Financial Advisory FAQs

  • Why should I hire a financial planner to manage my money?

    A financial planner will make it easier for you to plan your finances and make sure everything is in place for you to meet your financial goals. A financial planner can also save you a lot of money in tax deductions too. If you’re not sure how to plan for your retirement or even your yearly expenses a financial advisor might be the answer you’re looking for. 

  • How can I pick a good financial planner?

    Do background checks on any financial advisory firm you’re thinking of working with. This includes checking reviews and reading any testimonials that might be on their website. You should also choose a financial planner who’s dealt with people in your situation before. 

  • How much does a financial planner cost?

    The fees depend on how experienced the financial planner is and what services you’re looking for. 

  • What is involved in financial planning?

    This varies from client to client but usually a financial advisor will put together a short term plan that will help improve their clients financial position. This can then be followed by a long term plan which could include saving for a child's college and of course retirement. 

  • How often should I see my financial planner? How often should I see my financial planner?

    It’s a good idea to see your financial planner at least once a year and during any major chains in your life such as marriage, divorce or the birth of a child. 

  • What's the difference between financial planning and retirement planning?

    Financial planning covers all aspects of a person's financial well-being. This includes savings, investments, retirement and college savings plans, insurance coverage, and estate planning. Retirement planning covers only investments made for retirement.

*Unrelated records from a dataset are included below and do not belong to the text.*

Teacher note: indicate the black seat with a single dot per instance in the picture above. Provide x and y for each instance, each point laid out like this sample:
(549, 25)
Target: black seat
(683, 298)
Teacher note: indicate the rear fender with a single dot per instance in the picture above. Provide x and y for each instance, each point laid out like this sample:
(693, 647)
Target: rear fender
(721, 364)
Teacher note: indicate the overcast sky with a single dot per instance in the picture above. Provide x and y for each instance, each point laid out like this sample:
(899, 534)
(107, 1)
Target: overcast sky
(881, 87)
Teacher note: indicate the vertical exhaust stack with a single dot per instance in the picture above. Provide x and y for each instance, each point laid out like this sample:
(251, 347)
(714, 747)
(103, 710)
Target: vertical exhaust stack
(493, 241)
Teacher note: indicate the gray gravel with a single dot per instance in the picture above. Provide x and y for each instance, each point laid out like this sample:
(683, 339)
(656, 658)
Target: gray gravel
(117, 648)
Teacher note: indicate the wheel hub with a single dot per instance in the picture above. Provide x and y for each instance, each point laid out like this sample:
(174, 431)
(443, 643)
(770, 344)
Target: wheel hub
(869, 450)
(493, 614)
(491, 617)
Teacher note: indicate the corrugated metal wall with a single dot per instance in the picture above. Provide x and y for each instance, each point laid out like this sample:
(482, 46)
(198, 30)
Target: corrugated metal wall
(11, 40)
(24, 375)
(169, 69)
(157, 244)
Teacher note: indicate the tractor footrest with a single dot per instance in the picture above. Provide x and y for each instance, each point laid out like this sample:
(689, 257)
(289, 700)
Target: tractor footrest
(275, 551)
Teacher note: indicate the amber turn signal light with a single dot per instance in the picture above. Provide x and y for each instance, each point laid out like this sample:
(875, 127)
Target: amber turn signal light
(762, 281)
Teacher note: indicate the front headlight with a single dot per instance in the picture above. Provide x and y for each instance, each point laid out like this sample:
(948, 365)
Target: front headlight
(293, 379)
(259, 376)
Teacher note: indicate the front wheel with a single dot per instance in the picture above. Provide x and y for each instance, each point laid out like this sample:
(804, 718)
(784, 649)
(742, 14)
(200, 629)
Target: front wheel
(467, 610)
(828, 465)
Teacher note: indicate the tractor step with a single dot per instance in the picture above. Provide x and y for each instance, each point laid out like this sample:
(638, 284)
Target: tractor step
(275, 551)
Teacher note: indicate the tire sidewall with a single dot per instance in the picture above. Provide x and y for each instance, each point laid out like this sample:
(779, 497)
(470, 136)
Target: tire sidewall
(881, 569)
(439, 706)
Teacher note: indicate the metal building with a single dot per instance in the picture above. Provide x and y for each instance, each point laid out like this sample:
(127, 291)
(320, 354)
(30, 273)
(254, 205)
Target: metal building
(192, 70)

  • Which certifications should my financial planner have?

    There are a lot of certificates that your financial planner might have obtained but the three most common ones are Certified Financial Planner, Chartered Financial Consultant, and Registered Investment Advisor.

Tax FAQs

  • Does a Roth IRA Conversion always make sense? Is it right for me?

    Converting a Traditional IRA to a Roth IRA might make sense for many people, but it is not a strategy that applies to everyone. There are several situations that dictate if a conversion is a poor choice or financially advantageous.

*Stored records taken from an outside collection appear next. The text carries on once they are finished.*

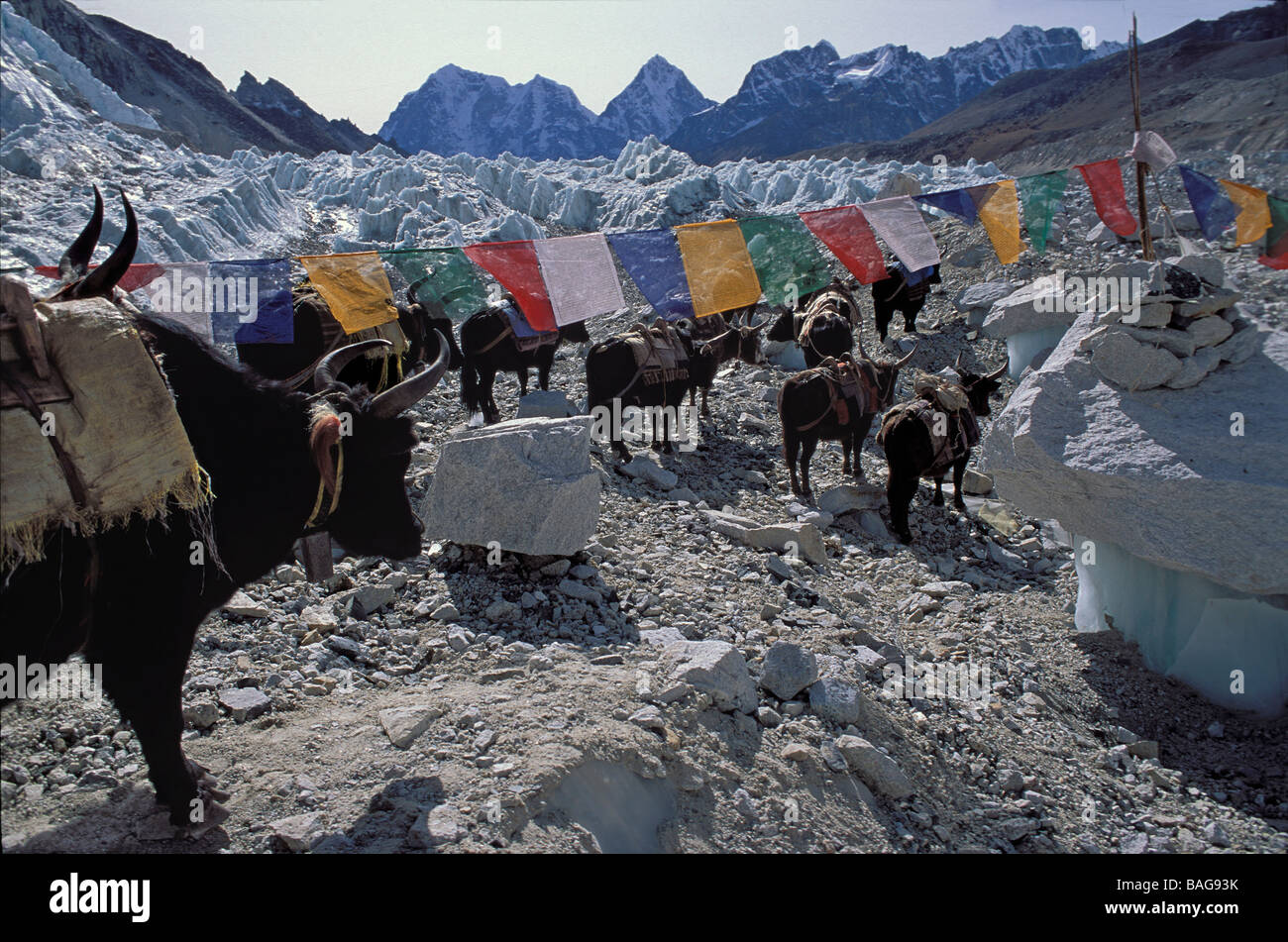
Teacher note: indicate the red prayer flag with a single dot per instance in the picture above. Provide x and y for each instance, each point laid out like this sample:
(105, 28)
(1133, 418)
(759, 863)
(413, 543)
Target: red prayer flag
(1106, 181)
(849, 237)
(515, 265)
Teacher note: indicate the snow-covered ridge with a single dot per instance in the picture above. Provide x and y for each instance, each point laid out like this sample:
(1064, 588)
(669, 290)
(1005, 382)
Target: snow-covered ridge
(201, 207)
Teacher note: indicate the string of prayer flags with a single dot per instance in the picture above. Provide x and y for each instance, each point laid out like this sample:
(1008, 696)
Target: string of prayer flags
(1276, 240)
(443, 279)
(849, 237)
(250, 301)
(956, 201)
(355, 287)
(1106, 181)
(515, 265)
(1253, 216)
(134, 278)
(717, 266)
(1041, 198)
(652, 259)
(786, 258)
(900, 223)
(1214, 210)
(580, 275)
(999, 209)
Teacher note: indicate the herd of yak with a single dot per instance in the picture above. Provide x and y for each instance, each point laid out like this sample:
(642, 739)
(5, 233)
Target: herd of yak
(270, 437)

  • Do Tax-Free or Tax-Deferred Investments sound better?

    There are investment choices that can be employed to reduce or avoid taxes, however, these investments may not be right for everyone. Careful analysis of financial impacts is a vital step in engineering a plan specifically for you. One of our greatest strengths is creating fully integrated tax and investment plans.

  • Missing deadlines for Required Minimum Distributions (RMDs) are costly!

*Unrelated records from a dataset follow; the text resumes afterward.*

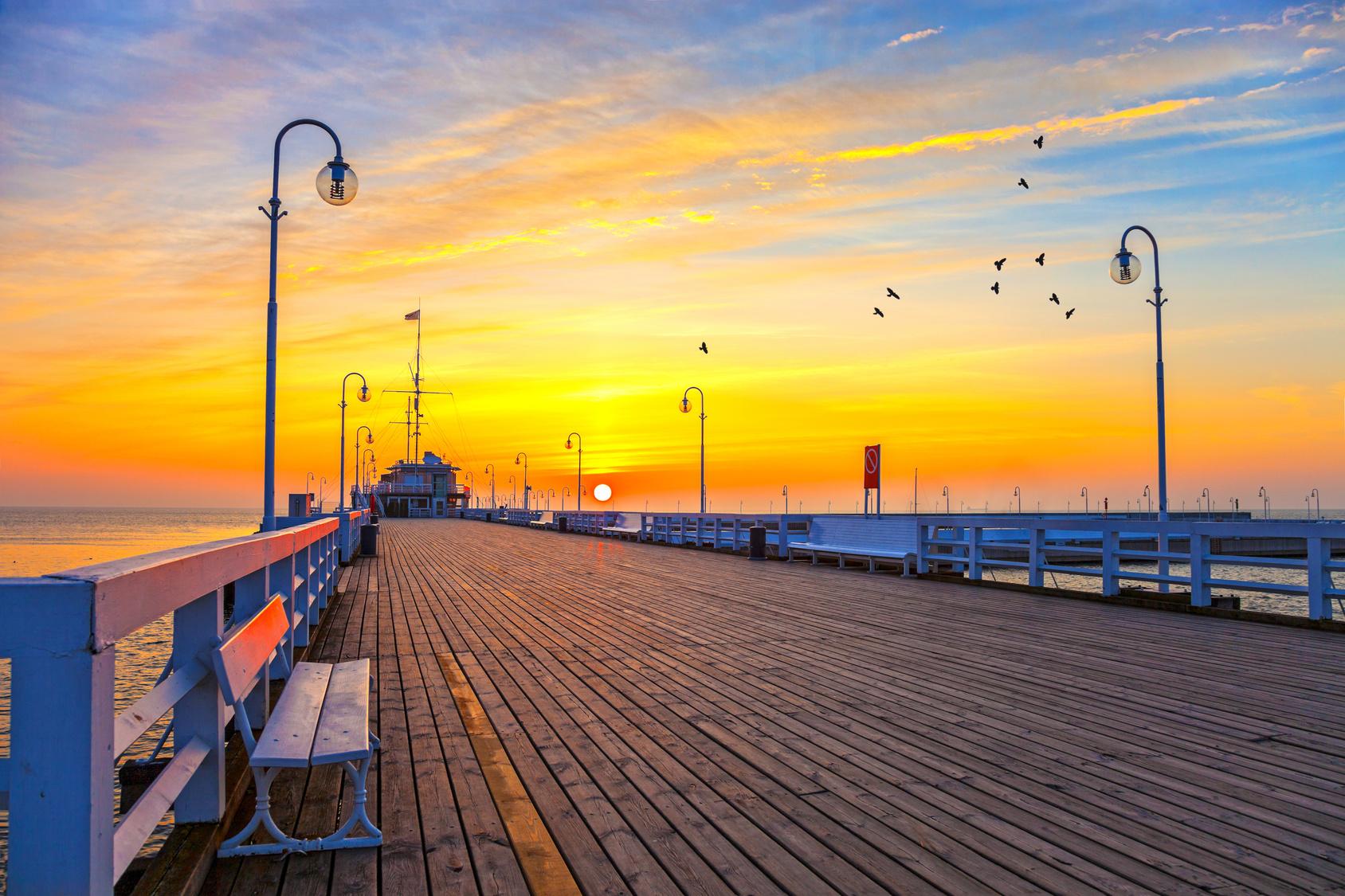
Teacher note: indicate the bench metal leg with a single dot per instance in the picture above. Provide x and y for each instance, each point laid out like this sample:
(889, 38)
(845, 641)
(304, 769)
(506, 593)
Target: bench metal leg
(283, 843)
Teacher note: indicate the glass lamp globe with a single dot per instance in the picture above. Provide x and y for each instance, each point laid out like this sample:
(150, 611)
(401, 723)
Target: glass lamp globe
(336, 183)
(1125, 267)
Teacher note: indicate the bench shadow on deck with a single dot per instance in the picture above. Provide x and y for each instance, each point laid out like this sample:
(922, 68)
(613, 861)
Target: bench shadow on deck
(689, 722)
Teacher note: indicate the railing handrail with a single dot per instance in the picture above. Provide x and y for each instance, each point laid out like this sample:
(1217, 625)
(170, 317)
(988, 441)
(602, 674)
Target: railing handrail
(61, 634)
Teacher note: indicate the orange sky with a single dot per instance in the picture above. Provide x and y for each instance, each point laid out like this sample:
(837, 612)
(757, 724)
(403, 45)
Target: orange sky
(573, 238)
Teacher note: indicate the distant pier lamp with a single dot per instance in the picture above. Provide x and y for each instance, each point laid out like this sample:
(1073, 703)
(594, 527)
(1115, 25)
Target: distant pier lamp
(522, 458)
(363, 396)
(336, 185)
(354, 467)
(568, 445)
(1125, 269)
(686, 409)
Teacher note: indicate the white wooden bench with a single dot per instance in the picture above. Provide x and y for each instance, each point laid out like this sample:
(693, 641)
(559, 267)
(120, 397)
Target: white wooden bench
(868, 540)
(320, 718)
(625, 526)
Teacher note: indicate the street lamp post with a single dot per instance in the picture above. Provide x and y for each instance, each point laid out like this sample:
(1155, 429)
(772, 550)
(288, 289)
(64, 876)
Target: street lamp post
(366, 462)
(582, 464)
(354, 467)
(363, 396)
(686, 408)
(523, 456)
(336, 185)
(1125, 269)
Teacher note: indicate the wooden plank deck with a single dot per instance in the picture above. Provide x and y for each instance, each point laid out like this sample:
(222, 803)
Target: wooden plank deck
(686, 722)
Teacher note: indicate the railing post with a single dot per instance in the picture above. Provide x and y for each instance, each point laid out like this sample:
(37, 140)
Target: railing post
(1110, 562)
(250, 597)
(201, 712)
(1036, 554)
(1198, 571)
(1319, 607)
(61, 716)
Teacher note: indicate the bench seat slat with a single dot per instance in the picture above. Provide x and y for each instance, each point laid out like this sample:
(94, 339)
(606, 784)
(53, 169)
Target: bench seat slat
(343, 728)
(288, 738)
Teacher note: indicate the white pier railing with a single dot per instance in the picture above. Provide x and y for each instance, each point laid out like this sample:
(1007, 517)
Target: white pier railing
(61, 636)
(1184, 554)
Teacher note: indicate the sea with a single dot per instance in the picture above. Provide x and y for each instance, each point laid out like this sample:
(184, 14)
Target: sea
(35, 541)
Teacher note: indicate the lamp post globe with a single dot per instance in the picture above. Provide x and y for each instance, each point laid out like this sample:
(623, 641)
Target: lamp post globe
(1125, 267)
(336, 183)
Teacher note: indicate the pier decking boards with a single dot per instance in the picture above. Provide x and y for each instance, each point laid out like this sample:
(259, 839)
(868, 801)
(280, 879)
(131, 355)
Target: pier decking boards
(686, 722)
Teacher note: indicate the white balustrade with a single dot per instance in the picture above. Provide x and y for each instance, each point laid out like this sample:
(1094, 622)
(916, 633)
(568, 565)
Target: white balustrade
(61, 634)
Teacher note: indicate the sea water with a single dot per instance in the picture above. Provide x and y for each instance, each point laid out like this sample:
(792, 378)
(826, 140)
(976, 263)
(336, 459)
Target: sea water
(35, 541)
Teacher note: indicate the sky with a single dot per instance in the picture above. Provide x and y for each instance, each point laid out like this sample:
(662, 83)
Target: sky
(577, 195)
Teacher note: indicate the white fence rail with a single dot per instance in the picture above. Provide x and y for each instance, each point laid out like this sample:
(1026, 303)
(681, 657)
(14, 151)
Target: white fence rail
(1100, 548)
(61, 634)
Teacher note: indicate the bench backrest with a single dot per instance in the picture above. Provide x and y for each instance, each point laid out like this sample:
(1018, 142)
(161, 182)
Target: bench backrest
(241, 657)
(897, 533)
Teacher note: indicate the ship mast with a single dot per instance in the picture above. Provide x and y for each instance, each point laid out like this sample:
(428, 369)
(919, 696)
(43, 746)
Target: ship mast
(414, 406)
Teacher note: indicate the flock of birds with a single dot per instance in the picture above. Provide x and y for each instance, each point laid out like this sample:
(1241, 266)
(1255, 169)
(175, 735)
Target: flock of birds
(1000, 264)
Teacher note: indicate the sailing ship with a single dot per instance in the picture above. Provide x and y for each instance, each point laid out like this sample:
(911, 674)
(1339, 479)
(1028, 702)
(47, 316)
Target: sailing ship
(420, 484)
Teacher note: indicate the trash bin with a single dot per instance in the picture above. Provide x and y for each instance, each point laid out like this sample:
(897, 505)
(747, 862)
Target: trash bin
(756, 542)
(369, 540)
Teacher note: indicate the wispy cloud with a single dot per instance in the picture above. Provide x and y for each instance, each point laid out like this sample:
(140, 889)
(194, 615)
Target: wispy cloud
(915, 35)
(1185, 33)
(965, 140)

    Missing an RMD deadline can result in a 50% Excess Accumulation Penalty from the IRS. Understanding RMD requirements, timing and accurate distribution calculations are critical to avoid unnecessary penalties.

  • Am I headed for an IRA Tax Trap?

    Individual Retirement Accounts can be a great way to save for retirement because of the tax benefits they may provide, however there are a number of hazards that can result in stiff penalties if you run afoul of IRS rules. Excess contributions, prohibited investments, premature withdrawals, rollovers, conversions and estate planning are just a few of the common considerations that have become traps for many people.

  • Am I calculating Capital Gains Taxes properly?

    Capital gains realized from the sale of stocks, bonds, precious metals and property differ from regular income in many ways. Navigating the varied taxation rates, consequences and changing tax code is a daunting tax for even the most experienced accountant. Simple mistakes can add up to costly penalties.

  • Must I pay taxes on Social Security Benefits?

    Several factors dictate if taxes must be paid on Social Security benefits. There are also many strategies to consider for reducing taxes on your benefits, and even maximizing the amount of your benefit.